The ancient Roman cemetery just 89 minutes from London is like stepping into another world
Nestled behind rows of chocolate cottages in a sleepy village lies one of England’s best-kept secrets.
A historic Roman-era site steeped in history is the perfect place to explore on a family day trip just 89 minutes from the capital.
The Bartlow Hills, also known as the Pyramids of Essex, are tall, conical mounds hidden in a cluster of trees and are spectacular visual remains of Roman cemeteries.
Burial mounds are also known as burial mounds, burial mounds or kurgans and are found across much of the world, CambridgeshireLive reports.

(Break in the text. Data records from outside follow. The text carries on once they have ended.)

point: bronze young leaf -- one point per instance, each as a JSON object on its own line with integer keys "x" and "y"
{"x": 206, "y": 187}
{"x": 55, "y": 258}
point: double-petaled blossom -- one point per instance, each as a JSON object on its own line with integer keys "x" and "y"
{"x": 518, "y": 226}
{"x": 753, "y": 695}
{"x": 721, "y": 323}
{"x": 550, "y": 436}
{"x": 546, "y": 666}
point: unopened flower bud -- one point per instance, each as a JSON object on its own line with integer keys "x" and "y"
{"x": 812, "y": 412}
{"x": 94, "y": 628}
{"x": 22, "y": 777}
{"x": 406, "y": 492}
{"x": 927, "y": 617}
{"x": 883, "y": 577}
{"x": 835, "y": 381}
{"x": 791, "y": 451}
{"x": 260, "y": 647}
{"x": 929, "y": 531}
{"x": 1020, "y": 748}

The Bartlow Hills are believed to date from the first and second centuries AD and have been described as one of Britain’s best-preserved Roman burial mounds and the largest Roman burial mounds still in Western Europe.
But despite the prestige among connoisseurs, they are not really easy to find.
The small village of Bartlow is about 12 miles south-east of Cambridgeshire, given the historic significance of the sites you can expect signs pointing the way to the cemeteries. But no such leadership appears in the region.
It’s not as if the extraordinary Roman mounds are unknown to the locals – far from it, as the local village pub, The Three Hills, is named after him.
On a narrow track you could easily miss this spot, but descend along towering rows of trees and you will soon be transported to another world.
You should see the mounds take shape beyond the trees, then see them in all their glory.
Three of the original seven burial mounds are clearly visible on the site today.
Three others were significantly flattened or completely destroyed and one remains on private property, just visible from the top of one of the hills.
The largest is 15 meters high.
The mounds were said to have been built by laborers carrying dirt, chalk, clay or stones on their backs to the top of the mound and placing them on top. The process would have required hundreds of hours of work.
The Bartlow Hills are made up of layers of chalk and earth.
After being created in the first or second century, they remained intact for several hundred years and were later rediscovered in the 19th century, with subsequent investigations revealing a cremated body and artifacts.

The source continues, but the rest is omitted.